Do you have young children or is a baby on the way?
Are you thinking about adopting a puppy?
If your answers are “Yes,” our adoption counselor will spend extra time with you to make sure you know what to expect and that we find the right match.
We want a safe home for your family and for your adopted pet. Over the years we have learned that some puppies and breeds may not be the best choice for families with small children.
That’s why our adoption counselor will ask you a lot of questions, so don’t be surprised. She/he may suggest an older dog or breed that is more likely to be good with children.
Puppies have sharp teeth and nails. A playful puppy could easily nip or scratch your child. Ouch!
A puppy may chew on anything it finds, including your child’s favorite stuffed animal or sneaker.
A puppy will treat your child like a littermate. Some puppies play rough, jump, use their mouths in a friendly but sometimes painful way, and could knock your child over.
Is your child old enough to know that a puppy or dog does not want to be squeezed or tossed around like a stuffed toy?
Young children will need to be supervised at all times with a pet. A curious toddler will pull at an animal’s fur, limbs and ears. A puppy, dog, or even a cat may react with a quick bite before you can intervene.
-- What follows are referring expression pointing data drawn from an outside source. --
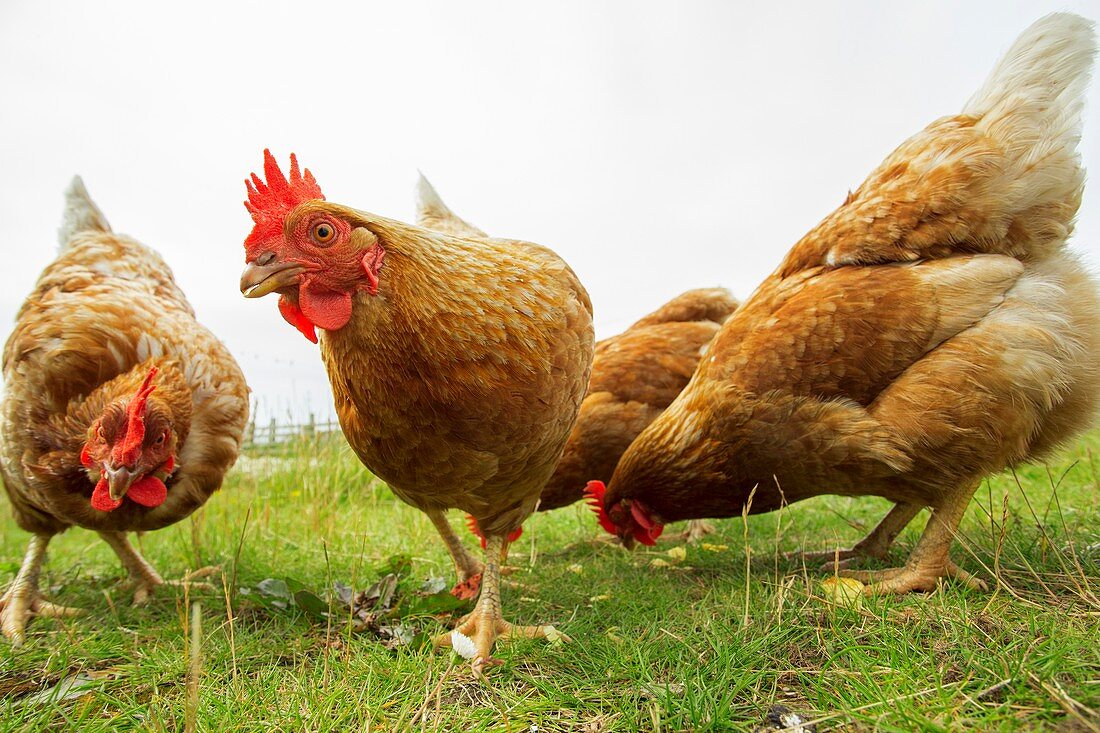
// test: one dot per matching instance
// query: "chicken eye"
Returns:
(323, 233)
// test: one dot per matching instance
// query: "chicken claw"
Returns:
(485, 624)
(928, 561)
(22, 600)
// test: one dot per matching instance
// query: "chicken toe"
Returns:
(485, 624)
(875, 545)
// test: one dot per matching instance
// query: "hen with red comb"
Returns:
(458, 362)
(120, 412)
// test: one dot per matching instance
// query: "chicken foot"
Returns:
(875, 545)
(22, 599)
(485, 623)
(468, 568)
(928, 561)
(144, 576)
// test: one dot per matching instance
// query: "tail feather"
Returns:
(80, 214)
(1032, 105)
(1004, 177)
(431, 212)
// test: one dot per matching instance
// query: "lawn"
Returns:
(706, 641)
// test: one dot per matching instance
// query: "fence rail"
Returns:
(275, 433)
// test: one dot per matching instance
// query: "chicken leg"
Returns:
(875, 545)
(928, 561)
(485, 623)
(23, 598)
(468, 568)
(144, 576)
(696, 529)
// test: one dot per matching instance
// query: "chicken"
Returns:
(458, 362)
(933, 329)
(120, 412)
(635, 374)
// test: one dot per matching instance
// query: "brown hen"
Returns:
(458, 362)
(931, 330)
(120, 413)
(635, 374)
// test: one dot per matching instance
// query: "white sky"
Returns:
(656, 146)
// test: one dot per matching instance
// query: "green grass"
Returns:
(706, 644)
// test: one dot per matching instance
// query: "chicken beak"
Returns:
(259, 280)
(119, 481)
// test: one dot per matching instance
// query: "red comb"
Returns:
(594, 494)
(127, 452)
(268, 203)
(472, 524)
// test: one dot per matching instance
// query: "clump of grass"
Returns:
(707, 642)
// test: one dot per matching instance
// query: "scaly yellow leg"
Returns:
(22, 599)
(485, 623)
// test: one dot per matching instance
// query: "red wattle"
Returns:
(646, 529)
(147, 491)
(101, 498)
(294, 316)
(325, 308)
(594, 494)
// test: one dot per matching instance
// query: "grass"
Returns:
(707, 643)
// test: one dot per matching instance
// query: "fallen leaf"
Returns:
(678, 554)
(844, 591)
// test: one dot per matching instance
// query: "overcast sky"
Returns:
(656, 146)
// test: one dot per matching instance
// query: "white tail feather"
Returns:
(428, 200)
(432, 214)
(80, 214)
(1032, 106)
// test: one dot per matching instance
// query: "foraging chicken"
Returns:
(933, 329)
(120, 412)
(635, 374)
(458, 362)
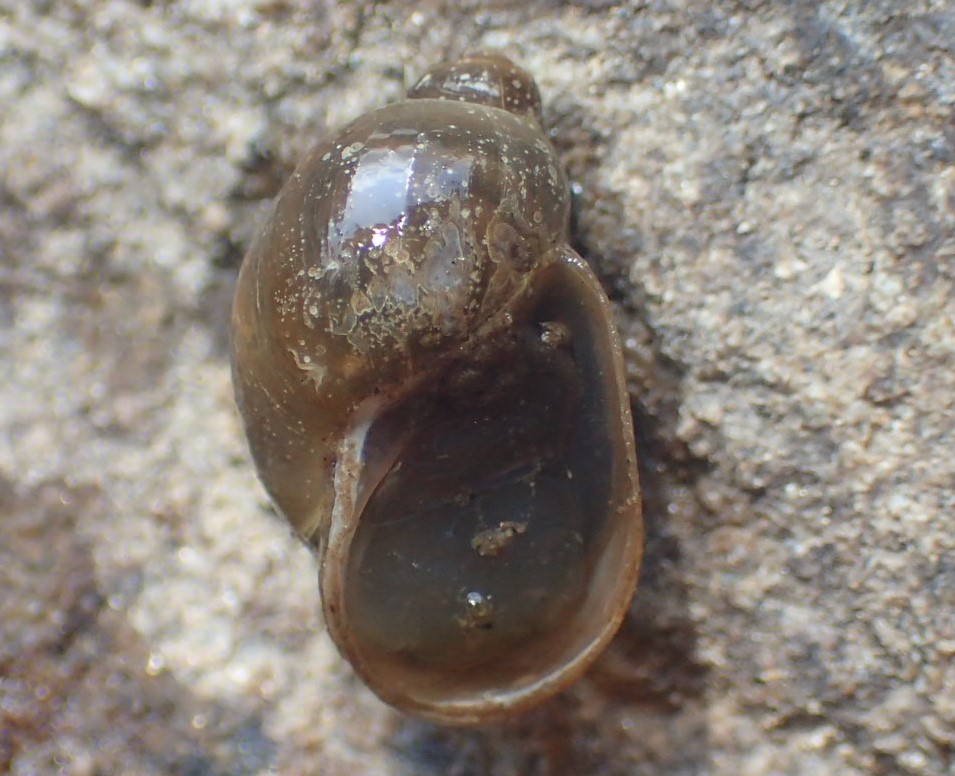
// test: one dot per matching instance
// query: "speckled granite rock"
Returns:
(769, 194)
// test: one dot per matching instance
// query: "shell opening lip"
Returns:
(416, 659)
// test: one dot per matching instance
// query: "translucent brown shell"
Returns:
(433, 393)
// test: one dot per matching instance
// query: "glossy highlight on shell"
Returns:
(433, 393)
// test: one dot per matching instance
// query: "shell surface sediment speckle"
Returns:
(433, 393)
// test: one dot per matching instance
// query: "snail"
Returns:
(433, 394)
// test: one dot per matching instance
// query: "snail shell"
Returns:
(433, 394)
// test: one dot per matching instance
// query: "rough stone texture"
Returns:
(769, 193)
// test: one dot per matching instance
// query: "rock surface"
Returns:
(769, 195)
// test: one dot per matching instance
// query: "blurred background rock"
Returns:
(769, 197)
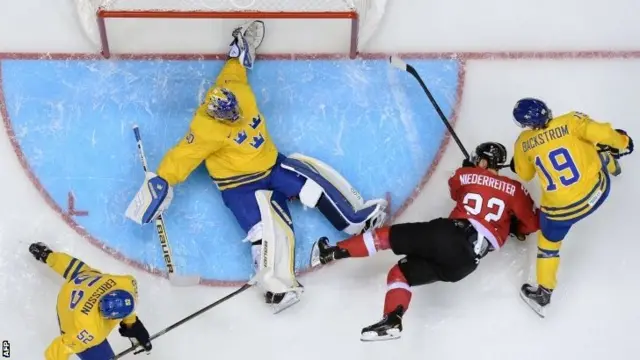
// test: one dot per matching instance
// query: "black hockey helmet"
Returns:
(494, 152)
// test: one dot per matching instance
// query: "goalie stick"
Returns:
(254, 280)
(400, 64)
(175, 279)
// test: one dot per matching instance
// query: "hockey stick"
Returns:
(254, 280)
(400, 64)
(175, 279)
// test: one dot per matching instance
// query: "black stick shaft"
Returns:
(411, 70)
(195, 314)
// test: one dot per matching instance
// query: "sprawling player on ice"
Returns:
(229, 134)
(90, 305)
(573, 156)
(443, 249)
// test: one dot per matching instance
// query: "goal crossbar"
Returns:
(103, 14)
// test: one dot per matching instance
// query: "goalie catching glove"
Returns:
(153, 198)
(139, 332)
(246, 39)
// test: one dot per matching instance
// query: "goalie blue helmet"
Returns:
(223, 104)
(116, 304)
(532, 113)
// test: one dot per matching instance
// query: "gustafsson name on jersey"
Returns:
(547, 135)
(93, 299)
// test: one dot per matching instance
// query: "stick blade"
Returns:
(398, 63)
(181, 280)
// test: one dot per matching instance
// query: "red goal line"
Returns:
(103, 14)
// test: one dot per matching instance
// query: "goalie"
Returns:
(229, 133)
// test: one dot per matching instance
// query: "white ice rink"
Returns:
(594, 313)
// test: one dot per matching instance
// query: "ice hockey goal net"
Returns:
(203, 27)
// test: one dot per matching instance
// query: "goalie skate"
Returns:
(283, 301)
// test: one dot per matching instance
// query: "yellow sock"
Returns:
(548, 261)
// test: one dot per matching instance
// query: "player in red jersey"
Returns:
(488, 208)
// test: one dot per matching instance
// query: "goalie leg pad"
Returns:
(278, 243)
(153, 198)
(329, 192)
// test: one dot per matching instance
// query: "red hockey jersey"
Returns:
(491, 200)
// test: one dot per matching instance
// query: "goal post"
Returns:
(304, 28)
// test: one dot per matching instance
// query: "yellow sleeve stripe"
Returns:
(76, 270)
(223, 185)
(71, 264)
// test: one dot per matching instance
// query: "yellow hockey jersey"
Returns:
(234, 153)
(81, 325)
(565, 157)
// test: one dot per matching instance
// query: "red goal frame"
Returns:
(103, 14)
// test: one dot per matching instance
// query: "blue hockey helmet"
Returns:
(531, 112)
(116, 304)
(223, 105)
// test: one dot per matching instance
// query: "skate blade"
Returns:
(371, 336)
(539, 310)
(315, 256)
(288, 301)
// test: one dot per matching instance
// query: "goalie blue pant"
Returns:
(102, 351)
(241, 200)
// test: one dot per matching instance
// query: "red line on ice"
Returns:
(462, 57)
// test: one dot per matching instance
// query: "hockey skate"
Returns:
(389, 328)
(322, 253)
(40, 251)
(282, 301)
(538, 298)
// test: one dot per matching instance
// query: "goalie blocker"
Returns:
(151, 200)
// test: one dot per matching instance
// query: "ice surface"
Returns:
(594, 314)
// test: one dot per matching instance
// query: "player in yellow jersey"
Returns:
(90, 305)
(229, 133)
(573, 156)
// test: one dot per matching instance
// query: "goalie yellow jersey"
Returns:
(234, 153)
(81, 324)
(565, 157)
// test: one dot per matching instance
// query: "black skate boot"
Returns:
(322, 253)
(536, 297)
(389, 328)
(40, 251)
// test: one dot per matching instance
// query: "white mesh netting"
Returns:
(369, 12)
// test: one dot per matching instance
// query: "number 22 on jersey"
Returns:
(474, 204)
(563, 169)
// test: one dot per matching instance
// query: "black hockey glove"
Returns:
(138, 332)
(513, 229)
(467, 163)
(617, 153)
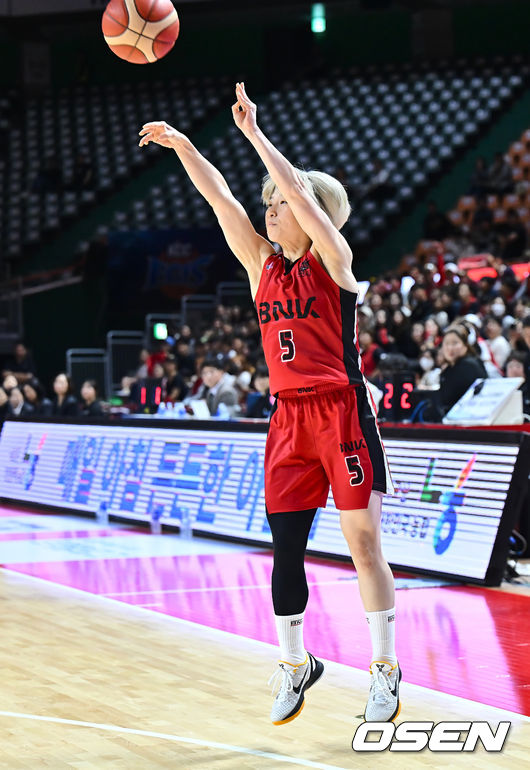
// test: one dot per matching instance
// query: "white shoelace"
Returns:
(283, 680)
(381, 687)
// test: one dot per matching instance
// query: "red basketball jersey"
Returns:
(308, 325)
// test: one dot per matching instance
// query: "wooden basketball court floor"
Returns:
(125, 650)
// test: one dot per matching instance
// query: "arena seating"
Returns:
(100, 122)
(414, 120)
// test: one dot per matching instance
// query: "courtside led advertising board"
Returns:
(456, 501)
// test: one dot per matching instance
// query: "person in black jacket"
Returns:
(463, 364)
(64, 403)
(91, 406)
(34, 395)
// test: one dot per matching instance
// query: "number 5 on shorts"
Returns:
(287, 345)
(355, 470)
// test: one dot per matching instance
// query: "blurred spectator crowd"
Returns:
(431, 320)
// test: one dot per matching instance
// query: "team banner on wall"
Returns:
(443, 518)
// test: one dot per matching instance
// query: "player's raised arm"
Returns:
(327, 240)
(248, 246)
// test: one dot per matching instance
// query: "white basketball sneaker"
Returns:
(292, 682)
(383, 700)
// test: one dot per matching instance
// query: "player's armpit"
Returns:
(248, 246)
Having an older child around, or another responsible family member, will help but this won’t prevent all accidents.
We do not know the lineage of our rescued animals, so we can only guess if a dog is likely to be good with children.
Some breeds can be easily provoked to snap or react to defend its food. A dog like this would not be good with young children.
If you are a mom or dad who feels like there just isn’t enough time in the day for work, preparing meals, shopping, changing diapers, and taking care of all your family’s needs, now may not be the ideal time to adopt a puppy. We will always have plenty of pets who need a home when the time is right for you.